Valentina comprendió su cabreo; el pobre hombre no había podido ir a comer esperándolos.

—¡Coged las cajas y marchaos ya! —gruñó el hombre, mientras su bigotillo se movía frenéticamente—. Y la próxima vez que vuestra librería haga un encargo, a vosotros no os quiero ver —remató, señalándolos.

Después de una bronca de tal magnitud, Valentina, Claudia y François cargaron las cajas tan rápido como pudieron, y cuando François salió con la última, el hombre bajó la persiana con tal fuerza que un poco más y la arranca.

—Menudo quejica —exclamó François entre risas, cuando ya estaban en el coche—. Un poco más y nos encierra dentro.

—Pues no veas cómo se me ha encarado cuando he llegado —explicó Claudia.

El resto del viaje en coche, que fue bastante largo debido al caótico tráfico de París, Claudia y François estuvieron gastando bromas y cachondeándose del jefe del almacén bigotudo. Por su parte, Valentina, sentada en el asiento de atrás y sosteniendo algunas cajas que no habían cabido en el maletero, seguía pensando en Hugo. Estaba sorprendida por cómo el hallazgo de aquel cómic la había afectado.

Una vez en la tienda, descargaron las cajas y tuvieron que dar mil explicaciones porque el jefe del almacén había llamado a la librería para quejarse de ellos. Pero François consiguió convencer al jefe de que en realidad era aquel hombre, que vivía alterado. Una vez hubieron terminado de sacar la última caja del coche, se acercó a Valentina, que estaba ayudando en la tienda.

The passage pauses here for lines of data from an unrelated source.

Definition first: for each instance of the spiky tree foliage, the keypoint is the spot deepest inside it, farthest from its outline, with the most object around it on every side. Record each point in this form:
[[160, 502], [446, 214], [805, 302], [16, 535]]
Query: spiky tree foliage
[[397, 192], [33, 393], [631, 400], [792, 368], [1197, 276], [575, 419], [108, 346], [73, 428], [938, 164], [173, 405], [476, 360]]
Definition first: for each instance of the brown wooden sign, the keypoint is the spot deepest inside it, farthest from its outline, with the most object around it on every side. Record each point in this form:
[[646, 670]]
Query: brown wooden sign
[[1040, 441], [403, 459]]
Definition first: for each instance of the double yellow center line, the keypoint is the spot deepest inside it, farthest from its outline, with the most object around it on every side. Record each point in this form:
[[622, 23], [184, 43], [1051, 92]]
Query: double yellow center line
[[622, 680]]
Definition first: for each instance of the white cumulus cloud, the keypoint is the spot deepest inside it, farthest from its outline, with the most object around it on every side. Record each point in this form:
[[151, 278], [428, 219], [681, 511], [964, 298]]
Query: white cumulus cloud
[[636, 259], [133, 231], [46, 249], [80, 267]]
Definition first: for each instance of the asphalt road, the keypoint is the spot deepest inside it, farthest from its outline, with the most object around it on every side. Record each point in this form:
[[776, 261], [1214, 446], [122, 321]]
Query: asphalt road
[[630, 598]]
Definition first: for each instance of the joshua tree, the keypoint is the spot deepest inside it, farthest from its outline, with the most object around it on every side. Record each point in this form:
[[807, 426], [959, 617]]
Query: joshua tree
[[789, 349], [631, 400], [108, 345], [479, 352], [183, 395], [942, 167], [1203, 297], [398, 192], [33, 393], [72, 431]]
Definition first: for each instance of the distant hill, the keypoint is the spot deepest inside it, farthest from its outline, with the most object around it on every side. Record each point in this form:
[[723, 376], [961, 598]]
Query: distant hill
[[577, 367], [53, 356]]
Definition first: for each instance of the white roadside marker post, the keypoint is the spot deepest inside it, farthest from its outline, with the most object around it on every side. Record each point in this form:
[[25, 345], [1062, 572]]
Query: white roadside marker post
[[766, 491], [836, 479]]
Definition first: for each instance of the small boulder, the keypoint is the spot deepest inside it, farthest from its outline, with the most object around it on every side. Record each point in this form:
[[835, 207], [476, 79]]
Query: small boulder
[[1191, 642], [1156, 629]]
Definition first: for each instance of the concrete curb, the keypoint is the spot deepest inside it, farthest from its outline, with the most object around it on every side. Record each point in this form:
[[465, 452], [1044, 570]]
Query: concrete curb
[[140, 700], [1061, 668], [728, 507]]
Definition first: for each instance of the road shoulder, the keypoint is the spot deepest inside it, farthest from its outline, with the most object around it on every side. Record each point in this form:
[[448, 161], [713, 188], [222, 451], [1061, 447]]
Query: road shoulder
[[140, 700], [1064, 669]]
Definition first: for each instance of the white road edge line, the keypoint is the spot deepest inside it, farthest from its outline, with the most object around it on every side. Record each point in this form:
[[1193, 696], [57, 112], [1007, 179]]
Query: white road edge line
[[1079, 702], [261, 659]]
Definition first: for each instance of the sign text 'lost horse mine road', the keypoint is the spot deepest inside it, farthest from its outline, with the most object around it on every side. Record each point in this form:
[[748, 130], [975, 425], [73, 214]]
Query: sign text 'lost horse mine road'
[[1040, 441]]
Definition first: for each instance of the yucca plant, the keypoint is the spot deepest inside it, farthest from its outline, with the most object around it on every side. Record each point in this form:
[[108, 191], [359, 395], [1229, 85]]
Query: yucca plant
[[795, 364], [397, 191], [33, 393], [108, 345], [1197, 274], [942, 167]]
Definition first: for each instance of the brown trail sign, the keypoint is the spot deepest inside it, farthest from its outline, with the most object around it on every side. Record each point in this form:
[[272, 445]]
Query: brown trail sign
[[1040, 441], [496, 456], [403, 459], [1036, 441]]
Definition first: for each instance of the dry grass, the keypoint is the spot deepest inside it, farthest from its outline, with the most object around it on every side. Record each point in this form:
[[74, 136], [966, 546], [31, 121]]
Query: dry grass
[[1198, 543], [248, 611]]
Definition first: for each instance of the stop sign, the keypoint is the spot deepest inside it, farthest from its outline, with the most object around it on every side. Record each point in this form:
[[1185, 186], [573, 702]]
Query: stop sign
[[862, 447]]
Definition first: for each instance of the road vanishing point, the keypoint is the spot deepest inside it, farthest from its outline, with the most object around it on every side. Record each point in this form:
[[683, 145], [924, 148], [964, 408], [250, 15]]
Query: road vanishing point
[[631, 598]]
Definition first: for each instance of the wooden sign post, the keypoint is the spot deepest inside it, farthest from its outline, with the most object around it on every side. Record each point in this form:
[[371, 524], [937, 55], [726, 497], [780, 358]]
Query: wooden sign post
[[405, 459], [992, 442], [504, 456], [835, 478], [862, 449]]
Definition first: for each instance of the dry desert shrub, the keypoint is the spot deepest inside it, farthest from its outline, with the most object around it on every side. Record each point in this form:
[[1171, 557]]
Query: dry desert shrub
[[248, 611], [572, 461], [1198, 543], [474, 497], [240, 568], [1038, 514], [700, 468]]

—¿Qué te ha dicho? —preguntó ella.

—Que hemos hecho bien y que ese hombre es un cascarrabias. —Hizo una pausa y, sonriendo, continuó—: También que la próxima vez enviará a otros.

Valentina no respondió.

—Aún te sientes mal, ¿verdad? —preguntó François, preocupado.

Ella se encogió de hombros y él se quedó pensativo.

—Espera aquí un segundo —dijo finalmente, mientras se iba a la trastienda para regresar al cabo de un momento—. ¿Vamos? —preguntó.

—¿Otro encargo? —dijo Valentina.

—No.

—Entonces, ¿qué?

François la contempló un momento. Tenía ojeras de llorar en el almacén, estaba sucia de polvo y cansada por todo lo que había pasado aquel día.

—Nos he pedido la tarde libre.

—¿Para? —preguntó ella sin comprender.

—¿Ya has visitado París? —dijo François para animarla.

—Gracias, François, pero no es la primera vez que vengo. Prefiero ir a casa a descansar.

—¡Ya! Pero, ¿has visitado París de la mano de un parisino? —volvió a preguntar, ofreciéndole la mano.

Valentina sólo pudo contestar con una sonrisa.